Electronic Databases in the Life Sciences
During the past ten years, the life sciences (i.e., biology, medicine, and pharmaceutical research) have evolved from being largely low-throughput, observational disciplines to primarily high-throughput, data-driven disciplines. In other words, life sciences are becoming a “data science.” Thanks to advances in DNA sequencing, medical imaging, robotic sample handling, and high-throughput screening, it is possible to generate as much data in a day-long experiment as it might have taken for an entire scientific career. For instance, a single eight-hour sequencing run on a DNA pyrosequencer can generate enough sequence data to fill a 1,000-page book (1, 2). The resulting genome sequence could be automatically annotated in a few hours yielding an enormous volume of information that could easily occupy ten large telephone books (3, 4).

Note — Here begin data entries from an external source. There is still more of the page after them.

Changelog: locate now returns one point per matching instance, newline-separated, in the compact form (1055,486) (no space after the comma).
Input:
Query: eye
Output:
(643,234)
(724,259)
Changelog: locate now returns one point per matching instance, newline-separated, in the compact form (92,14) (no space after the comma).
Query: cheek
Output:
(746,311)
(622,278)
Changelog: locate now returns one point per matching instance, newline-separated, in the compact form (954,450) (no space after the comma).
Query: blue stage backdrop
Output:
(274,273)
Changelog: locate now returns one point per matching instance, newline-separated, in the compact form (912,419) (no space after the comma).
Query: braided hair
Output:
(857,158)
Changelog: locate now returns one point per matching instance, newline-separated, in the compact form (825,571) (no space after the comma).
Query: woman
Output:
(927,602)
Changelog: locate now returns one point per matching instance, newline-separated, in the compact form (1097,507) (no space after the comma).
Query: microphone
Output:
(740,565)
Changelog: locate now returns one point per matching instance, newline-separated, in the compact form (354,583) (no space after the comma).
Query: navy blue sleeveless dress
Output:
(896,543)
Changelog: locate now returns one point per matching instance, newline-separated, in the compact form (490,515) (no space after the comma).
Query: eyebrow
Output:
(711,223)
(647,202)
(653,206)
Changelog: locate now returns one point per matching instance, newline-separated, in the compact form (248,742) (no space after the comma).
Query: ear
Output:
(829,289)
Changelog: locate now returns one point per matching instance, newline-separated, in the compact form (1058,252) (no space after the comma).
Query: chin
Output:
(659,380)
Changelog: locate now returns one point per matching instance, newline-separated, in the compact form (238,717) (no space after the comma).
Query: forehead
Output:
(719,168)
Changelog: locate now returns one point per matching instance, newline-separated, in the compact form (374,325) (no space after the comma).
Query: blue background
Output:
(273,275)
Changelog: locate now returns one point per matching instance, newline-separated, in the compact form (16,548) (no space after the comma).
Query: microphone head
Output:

Our capacity to generate gigabytes of information on a daily basis is having a profound impact on the way that scientific information is being disseminated or delivered. Although most scientific data are still presented in scientific journals and most high-level scientific knowledge is still published in textbooks, it is becoming increasingly obvious that the paper-publishing industry cannot keep up with the pace of scientific advancement and the quantity of data that the scientific community would like to publish. Fortunately the World Wide Web (i.e., the Web) has come to the rescue. The Web makes it possible to publish and disseminate huge quantities of information quickly and inexpensively. Not only has the Web helped to save scientific publishing, it has also led to the development of a new and very important kind of scientific archive: the electronic database. Electronic databases are Web-accessible archives that contain scientifically important data that are either too voluminous to publish in a book or journal or in a format that is incompatible with paper publication. Electronic databases such as GenBank (5), the Protein Data Bank (6), or PubMed allow information to be continuously updated through the contributions of thousands of scientists or dozens of curators who continuously upload and deposit data into these resources. Electronic databases also allow their data to be searched, accessed, or displayed in ways that were simply not possible through a paper journal or a leather-bound book. Indeed, the emergence of electronic, Web-accessible databases has to be considered one of the more significant developments in the field of life sciences.